There is no moral in this novel; it is not bourgeois; it does not say they were wrong to play when they should have toiled; it just tells what the consequences were. In Greek drama they were beginning, as a society, to discover science, which means causal law. Here in this novel, there is Nemesis: not fate, because any one of us could have chosen to stop playing in the street, but, as I narrate from the deepest part of my life and heart, a dreadful Nemesis for those who kept on playing. So, though, was our entire nation at this time. This novel is about more people than I knew personally. Some we all read about in the newspapers. It was, this sitting around with our buddies and bullshitting while making tape-recordings, the bad decision of the decade, the sixties, both in and out of the establishment. And nature cracked down on us.
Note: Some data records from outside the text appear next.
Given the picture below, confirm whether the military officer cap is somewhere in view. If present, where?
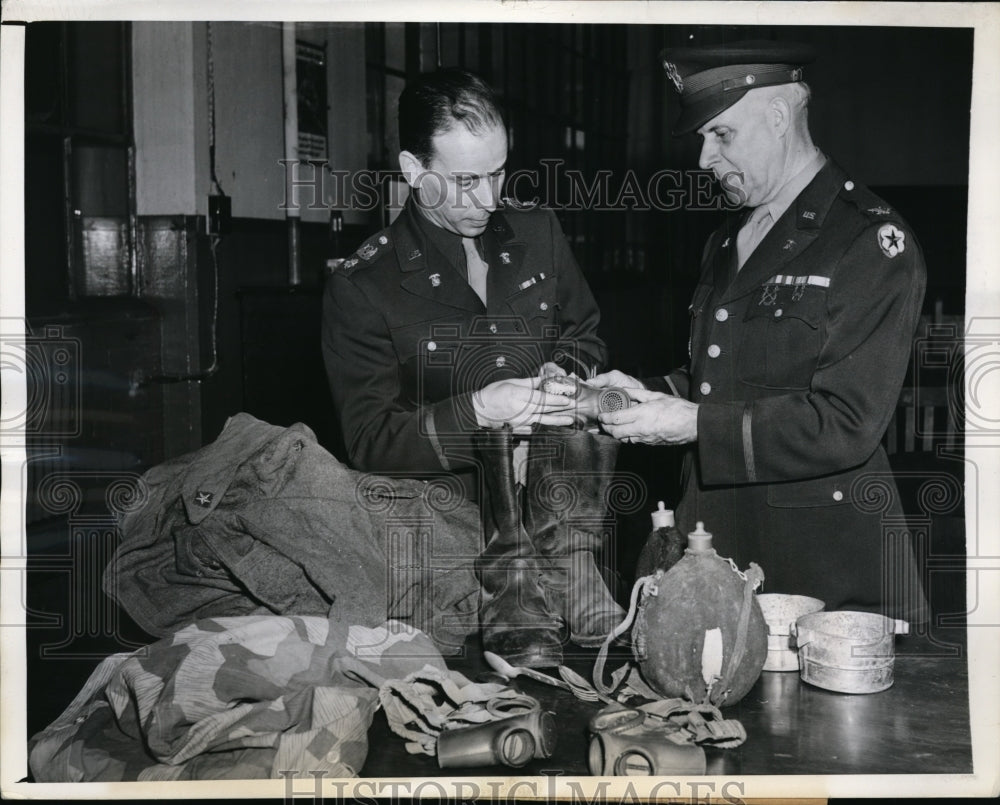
[660,41,815,134]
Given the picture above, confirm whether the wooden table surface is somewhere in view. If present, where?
[360,630,972,777]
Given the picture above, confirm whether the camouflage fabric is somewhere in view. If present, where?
[104,413,482,654]
[29,616,514,782]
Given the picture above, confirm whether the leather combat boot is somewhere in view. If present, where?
[524,425,625,646]
[473,427,565,668]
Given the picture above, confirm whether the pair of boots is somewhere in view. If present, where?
[475,426,625,668]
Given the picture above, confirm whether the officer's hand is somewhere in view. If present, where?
[472,377,575,432]
[587,369,646,389]
[598,388,698,444]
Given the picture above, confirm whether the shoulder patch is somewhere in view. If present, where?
[501,196,538,210]
[876,224,906,257]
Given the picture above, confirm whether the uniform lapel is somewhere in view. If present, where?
[390,202,492,313]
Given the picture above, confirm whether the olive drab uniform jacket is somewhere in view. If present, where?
[322,199,606,491]
[647,161,925,619]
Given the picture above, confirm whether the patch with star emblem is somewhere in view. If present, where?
[878,224,906,257]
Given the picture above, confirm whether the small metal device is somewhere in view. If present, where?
[587,705,706,777]
[437,696,556,769]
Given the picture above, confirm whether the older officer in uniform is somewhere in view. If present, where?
[322,69,623,665]
[596,42,926,620]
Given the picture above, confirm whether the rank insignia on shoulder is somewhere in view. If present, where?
[877,224,906,257]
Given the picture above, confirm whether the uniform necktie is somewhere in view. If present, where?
[462,238,490,305]
[736,205,771,268]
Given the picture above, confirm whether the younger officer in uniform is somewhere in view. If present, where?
[596,42,926,620]
[322,69,623,665]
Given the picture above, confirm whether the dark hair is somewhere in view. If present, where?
[399,67,505,166]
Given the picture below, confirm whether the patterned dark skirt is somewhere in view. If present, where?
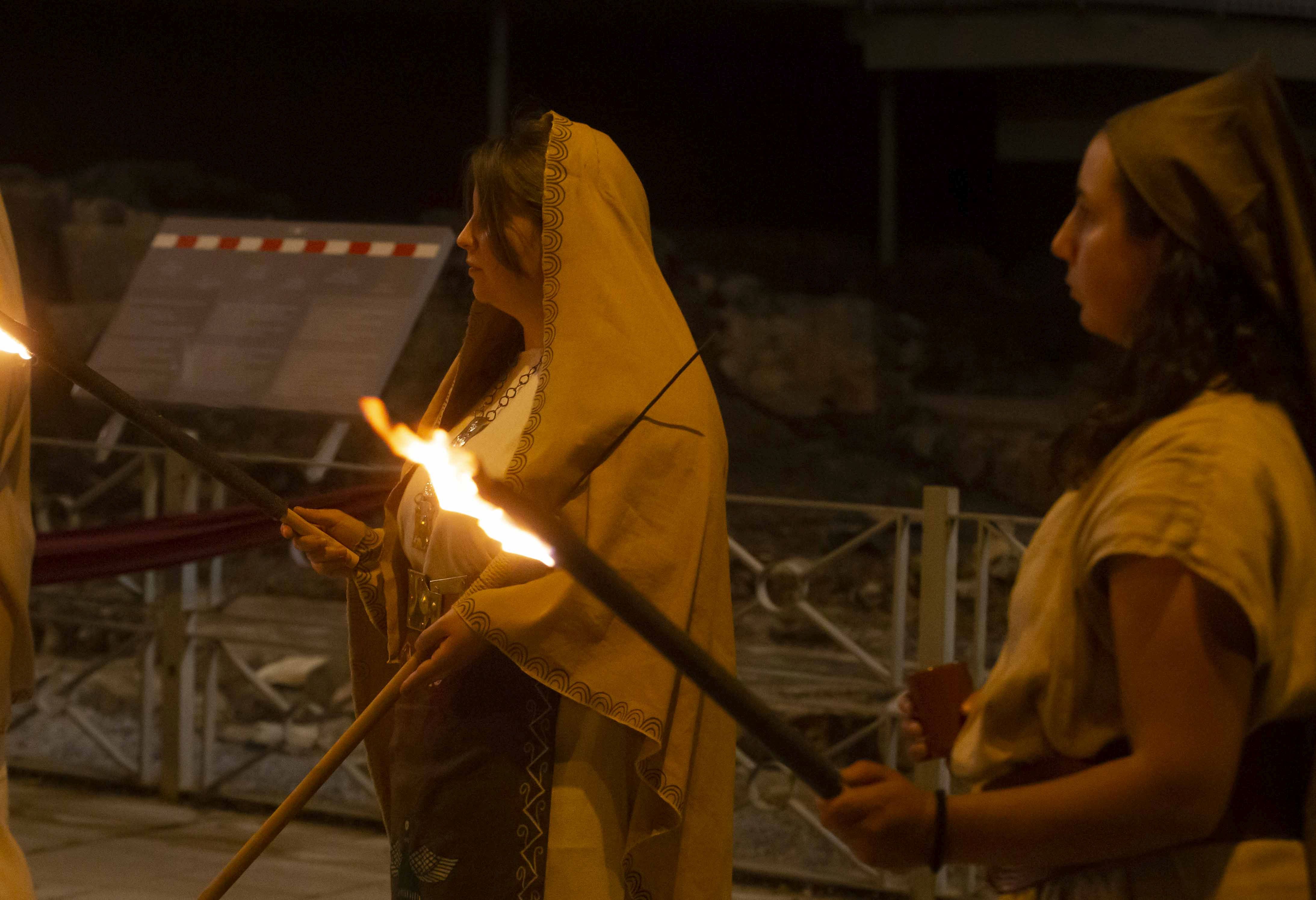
[388,652,558,900]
We were forced to stop by things dreadful.
If there was any ‘sin’, it was that these people wanted to keep on having a good time forever, and were punished for that, but, as I say, I feel that, if so, the punishment was far too great, and I prefer to think of it only in a Greek or morally neutral way, as mere science, as deterministic impartial cause-and-effect. I loved them all. Here is the list, to whom I dedicate my love:
To Gaylene deceased
To Ray deceased
To Francy permanent psychosis
To Kathy permanent brain damage
To Jim deceased
To Val massive permanent brain damage
To Nancy permanent psychosis
To Joanne permanent brain damage
To Maren deceased
To Nick deceased
To Terry deceased
To Dennis deceased
To Phil permanent pancreatic damage
To Sue permanent vascular damage
To Jerri permanent psychosis and vascular damage
…and so forth.
In Memoriam. These were comrades whom I had; there are no better. They remain in my mind, and the enemy will never be forgiven. The ‘enemy’ was their mistake in playing. Let them all play again, in some other way, and let them be happy.